Пара сосунков пяти шести лет уныло разглядывает мрачный пейзаж. На спинах болтаются подобранные автоматы, винтовки, за поясом боевые ножи, карманы топорщатся, из них периодически вываливаются гранаты.
У мальчика на шлеме добротный фонарик. У девочки на шее маска противогаза.
Мы остались одни. Никто не стонет, не стреляет.
Холодно.
Смотри сколько танков. В них можно жить.
В них живут одни самовары, они заползли туда перед тревогой.
Самовары?
Так называют тех, кто остался без рук и ног.
Смешно.
Кто смеется тому прилетит.
Заткнись!
Слышишь коптер? Кинет на тебя гранату.
Бежим, под танки.
У него тепловизор, все равно увидит, хуже будет.
Надо белый флаг. Тогда он поговорит.
А если это другой?
Тогда прилетит.
Мы же дети.
Тогда нас украдут.
Зачем мы им?
Сделают из нас.
Улетел. Ничего не взорвалось.
Там кончились ракеты. Или последняя застряла где-то.
Где? Где могла последняя ракета застрять? Не в облаках же?
Ее могло заклинить в сцеплении. Она еще себя покажет.
Врешь! Такое не может быть. Ракета должна была взорваться.
Послушай как тихо! Только дождь стучит в ледяные лужи. Один дождь.

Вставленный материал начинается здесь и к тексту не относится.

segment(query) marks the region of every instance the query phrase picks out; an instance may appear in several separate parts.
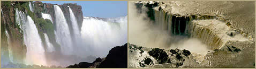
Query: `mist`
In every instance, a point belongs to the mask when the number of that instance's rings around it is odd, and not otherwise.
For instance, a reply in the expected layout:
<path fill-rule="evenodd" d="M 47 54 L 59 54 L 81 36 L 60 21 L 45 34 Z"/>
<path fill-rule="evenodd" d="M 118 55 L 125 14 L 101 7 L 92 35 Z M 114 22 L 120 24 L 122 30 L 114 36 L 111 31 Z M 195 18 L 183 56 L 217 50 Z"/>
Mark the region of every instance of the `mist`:
<path fill-rule="evenodd" d="M 146 7 L 143 6 L 140 13 L 134 3 L 129 2 L 129 43 L 147 48 L 187 49 L 197 53 L 210 50 L 207 45 L 197 38 L 171 35 L 171 32 L 161 29 L 161 27 L 154 25 L 154 22 L 147 17 Z"/>

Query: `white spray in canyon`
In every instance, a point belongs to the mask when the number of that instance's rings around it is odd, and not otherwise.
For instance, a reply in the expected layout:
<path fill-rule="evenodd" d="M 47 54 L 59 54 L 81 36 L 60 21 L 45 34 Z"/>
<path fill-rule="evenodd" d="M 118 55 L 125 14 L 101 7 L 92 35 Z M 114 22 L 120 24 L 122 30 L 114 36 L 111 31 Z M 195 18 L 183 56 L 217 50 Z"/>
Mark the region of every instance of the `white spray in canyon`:
<path fill-rule="evenodd" d="M 31 2 L 29 2 L 29 4 L 28 4 L 28 6 L 29 6 L 29 10 L 30 11 L 31 11 L 32 12 L 34 12 L 34 8 L 33 8 L 33 6 L 34 5 L 31 4 Z"/>
<path fill-rule="evenodd" d="M 61 45 L 63 54 L 70 55 L 73 53 L 72 41 L 69 28 L 61 8 L 54 5 L 56 22 L 56 42 Z M 57 39 L 58 38 L 58 39 Z"/>
<path fill-rule="evenodd" d="M 51 44 L 51 42 L 50 42 L 50 41 L 49 40 L 49 38 L 47 34 L 46 33 L 43 33 L 43 35 L 44 36 L 44 39 L 46 39 L 46 42 L 47 45 L 46 51 L 52 52 L 53 51 L 55 51 L 55 48 L 54 47 L 54 46 L 52 45 L 52 44 Z"/>
<path fill-rule="evenodd" d="M 127 42 L 127 16 L 112 19 L 119 21 L 84 18 L 81 33 L 87 55 L 104 57 L 111 48 Z"/>
<path fill-rule="evenodd" d="M 187 49 L 198 53 L 209 50 L 197 39 L 189 38 L 185 36 L 171 36 L 167 30 L 153 24 L 153 22 L 147 18 L 146 7 L 142 7 L 143 12 L 139 13 L 134 3 L 129 4 L 130 43 L 148 48 Z"/>
<path fill-rule="evenodd" d="M 51 21 L 51 23 L 53 23 L 54 22 L 52 22 L 52 19 L 51 19 L 51 16 L 50 14 L 45 14 L 45 13 L 41 13 L 42 14 L 42 18 L 43 19 L 48 19 L 48 20 L 50 20 Z"/>
<path fill-rule="evenodd" d="M 74 13 L 73 13 L 73 11 L 72 11 L 70 7 L 67 6 L 69 10 L 70 16 L 70 21 L 71 21 L 71 24 L 73 28 L 73 39 L 74 40 L 74 44 L 75 46 L 80 46 L 81 45 L 81 33 L 80 32 L 78 25 L 77 24 L 77 21 L 76 19 L 76 16 L 74 16 Z"/>
<path fill-rule="evenodd" d="M 44 50 L 37 29 L 32 19 L 29 16 L 16 10 L 17 22 L 22 24 L 24 31 L 24 43 L 27 46 L 25 64 L 47 65 Z M 21 16 L 20 16 L 21 15 Z"/>

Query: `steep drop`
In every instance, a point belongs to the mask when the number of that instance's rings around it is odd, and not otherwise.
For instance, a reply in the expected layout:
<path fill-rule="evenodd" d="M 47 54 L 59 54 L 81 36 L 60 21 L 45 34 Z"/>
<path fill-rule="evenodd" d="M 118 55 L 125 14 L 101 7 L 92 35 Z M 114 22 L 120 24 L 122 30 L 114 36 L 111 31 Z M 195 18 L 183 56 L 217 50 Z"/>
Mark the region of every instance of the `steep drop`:
<path fill-rule="evenodd" d="M 54 5 L 56 22 L 56 42 L 61 45 L 63 54 L 69 55 L 73 53 L 72 41 L 69 26 L 61 8 Z M 58 39 L 57 39 L 58 38 Z"/>

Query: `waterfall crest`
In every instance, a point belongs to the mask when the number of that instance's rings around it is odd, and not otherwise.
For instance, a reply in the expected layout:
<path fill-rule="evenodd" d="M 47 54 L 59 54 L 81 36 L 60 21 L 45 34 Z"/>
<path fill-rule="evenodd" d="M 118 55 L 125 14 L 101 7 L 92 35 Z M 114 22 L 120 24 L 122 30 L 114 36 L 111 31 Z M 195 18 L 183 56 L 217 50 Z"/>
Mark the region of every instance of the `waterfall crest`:
<path fill-rule="evenodd" d="M 46 33 L 43 33 L 43 35 L 44 36 L 44 39 L 46 39 L 46 42 L 47 45 L 46 51 L 52 52 L 53 51 L 55 51 L 54 46 L 50 42 L 50 41 L 49 40 L 49 38 L 47 34 Z"/>
<path fill-rule="evenodd" d="M 127 16 L 105 21 L 84 17 L 81 28 L 81 37 L 86 46 L 86 51 L 93 53 L 87 53 L 87 55 L 103 57 L 111 48 L 127 42 Z"/>
<path fill-rule="evenodd" d="M 80 39 L 81 38 L 81 33 L 80 32 L 78 25 L 77 25 L 77 19 L 76 19 L 76 16 L 74 16 L 74 13 L 73 13 L 73 11 L 72 11 L 71 8 L 69 6 L 67 6 L 67 7 L 69 8 L 69 13 L 70 16 L 70 21 L 71 21 L 72 22 L 71 24 L 73 28 L 73 31 L 74 33 L 74 39 L 75 39 L 75 42 L 77 42 L 76 44 L 80 44 L 78 41 L 80 41 Z"/>
<path fill-rule="evenodd" d="M 27 46 L 26 64 L 47 65 L 44 49 L 38 33 L 37 29 L 31 17 L 27 16 L 26 22 L 22 23 L 24 42 Z"/>
<path fill-rule="evenodd" d="M 42 18 L 43 19 L 49 19 L 51 21 L 51 23 L 54 23 L 54 22 L 52 22 L 52 19 L 51 19 L 51 16 L 50 14 L 45 14 L 42 12 L 41 13 L 42 13 Z"/>
<path fill-rule="evenodd" d="M 7 36 L 7 42 L 8 43 L 8 51 L 9 53 L 10 62 L 13 62 L 13 57 L 12 56 L 12 51 L 11 50 L 11 44 L 10 43 L 10 36 L 7 30 L 5 30 L 5 34 Z"/>
<path fill-rule="evenodd" d="M 28 6 L 29 6 L 29 10 L 32 12 L 34 12 L 34 7 L 33 6 L 34 5 L 32 5 L 31 2 L 29 2 L 29 4 L 28 4 Z"/>
<path fill-rule="evenodd" d="M 69 26 L 61 8 L 54 5 L 56 22 L 56 42 L 61 45 L 63 54 L 69 55 L 73 53 L 72 41 Z M 58 38 L 58 39 L 57 39 Z"/>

Скрип. Медленно открывается люк танка.
Послышался стон. Кто-то выглядывает из люка и ловит перекошенным ртом струи дождя.
ДЕТИ
Смотри самовар проснулся.
Как они выживают? У них ни рук, ни ног.
Поэтому и выживают ни рук ни ног.
Они ползают, поэтому могут еще родине послужить.
Как могут?
Обвеситься минами и ползти под танки, а тем, кто не полз надевают таймер.
Какой таймер?
С миной.
Наверно, таймер не сработал.
Гляди ОН смотрит на нас.
Хенде хох!
Самовар испугался, нырнул обратно в танк.
Ладно, найдем себе другой танк. В этом все обосрано.
Вон там другой танк лежит на боку, но целый.
Там на нас нападут.
Кто?
Кабанчики. Видишь, доедают.
Подождем.
Самовар
Пафос тащит по развороченному воронками полю тело. Он не замечает, что раненый уже скончался, и продолжает что-то декламировать сквозь зубы.
ПАФОС
Зевота одного побуждает зевать пещеру.
Аппетит стаи поднимает больного птенца.
Слезы женщин плавят мозги мужчин.
* * *
Когда видишь воронки, усеянные трупами твоих людей, хочется рядом лечь, исчезнуть и сгнить, вместе с ними.
Откуда это ужасное чувство? Солидарность? Коллективизм?
Идти в бой со всеми, в одну ногу, в один шаг, спрятаться в одной могиле, стать общим глиняным горшком.
Самоваром! Ты уже самовар!
Да, именно так. Самовар. Станем одним большим самоваром.
* * *
Искореженные танки справа и слева. В них тихо, ни стона, ни шелеста.
Камера упирается в небо. Хруст костей.
Танки ожили. В них самовары, им снится всякое, но в основном приказ «давить».